Forex, Euro und Dollar

Der Euro schaffte es, nach Hochs bis zu 1,2918 US- Dollar und dazu auch Tiefs bei bis zu 1,2872 US-Dollar nun in der Nacht dann auf bis zu 1,2938 US- Dollar als höchstes zu steigen, bevor er am Morgen bei 1,2932 stand, um wieder bis unter die 1,29er Grenze bis 1,2868 als tiefstes zu fallen.

Der Euro hatte im Vergleich zum Schweizer Franken Höchstkurse von bis zu 1,5518 zu verzeichnen, fiel dann nachts bis auf 1,5460 zurück. Im Vergleich zum Britischen Pfund konnte der Euro mit nur einem kurzen Zwischentief heute Vormittag bei 0,8366 verzeichnen und pendelt in einer Spanne von 0,8385 bis 0,8409 Britischen Pfund.

Gestern Abend bescherte ein Hoch dem Euro 123,79 im Vergleich zum japanischen Yen, konnte dies aber nicht dauerhaft halten und fiel in der Nacht wieder bis unterhalb der 123er Marke auf 122,43.

So fiel die Stärke des britischen Pfund am Devisenmarkt auf. Die britische Währung konnte gestern gegen dem Schweizer Franken um die 193 Pips (GBP/CHF) gewinnen. Auch das  Währungspaar (GBP/JPY) Britisches Pfund gegen den Japanischen Yen gewann 42 Pips und schloss mit einem Stand von 146,33 ab. So verlor jedoch der Euro gestern 45 Pips gegen den USD und schloss den Handelstag mit einem Stand von 1,2920 ab. Einen relativ guten Tag hatte der US- Dollar. Gegenüber dem Südafrikanischen Rand konnte der Greenback gewinnen (USD/ZAR) und kassierte damit auch den Schweizer Franken (USD/CHF) ein. Also gab der Schweizer Franken gestern im Vergleich zum Japanischen Yen ein deutlich schwaches Bild ab (CHF/JPY). Die Schweizer Devise konnte gegen das Zahlungsmittel aus dem Land der aufgehenden Sonne mit einem Verlust von 59 Pips nur noch auf einen Abschluss Stand von 79,34 kommen.

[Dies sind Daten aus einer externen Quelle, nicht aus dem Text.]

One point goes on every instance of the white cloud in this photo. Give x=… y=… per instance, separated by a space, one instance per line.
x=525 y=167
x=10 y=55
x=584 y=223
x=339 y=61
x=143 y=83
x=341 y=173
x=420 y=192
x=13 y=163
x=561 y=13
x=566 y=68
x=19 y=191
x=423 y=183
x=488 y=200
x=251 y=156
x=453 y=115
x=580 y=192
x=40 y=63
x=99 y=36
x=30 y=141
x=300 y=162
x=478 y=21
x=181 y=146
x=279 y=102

Im November notierte der französische Vertrauensindex bei -43, wobei er vorher noch bei -46 gelegen hatte.

Im Quartal 3/ 2008 fiel der britische Dienstleistungsindex um -0,4 %, wobei er schon vorher in den Monaten bis August um -0,3 % gesunken war. Das britische Jahreswachstum war bei + 0,3% angegeben und so brachen die vorher veröffentlichten 0,0 % aus dem vorangegangenen Quartal natürlich die Vorschau. Es bleibt abzuwarten, ob das vierte Quartal dann noch positive Auswirkung zeigen wird.

Eingänge zu Aufträgen für langlebige Wirtschaftswaren sind in den Die USA im Monat Oktober um 6,2 % gesunken. Es war ein Minus in diesem Bereich von 2,2 bis 2,5 % erwartet worden. Diese erschreckend hohe Zahl stand auch nicht in Relation mit dem Vormonatswert, der dann um 0,8 % ins Minus revidiert werden musste. Ebenso wurde die Zahl der Arbeitslosen- Erstanträge in den Vereinigten Staaten auf 529.000 gesenkt. Zwar waren 537.000 neue Anträge erwartet worden und diese schon von zuerst 543.000 auf 542.000 revidiert worden, jedoch fiel die tatsächliche Summe dann anders aus.

Einige Änderungen betrafen auch die persönlichen Auslagen der Bürger der vereinigten Staaten, denn diese sind im Oktober genau 1,0 % gestiegen, nachdem aus den Vormonaten ein Rückgang von 0,3 % zu bemerken war. Vorhergesagt wurde ein Rückgang von um die 0,6 bis 0,7 %. Im Verhältnis dazu sind die persönlichen Einkommen in den USA im Oktober aber auch um 0,3 %.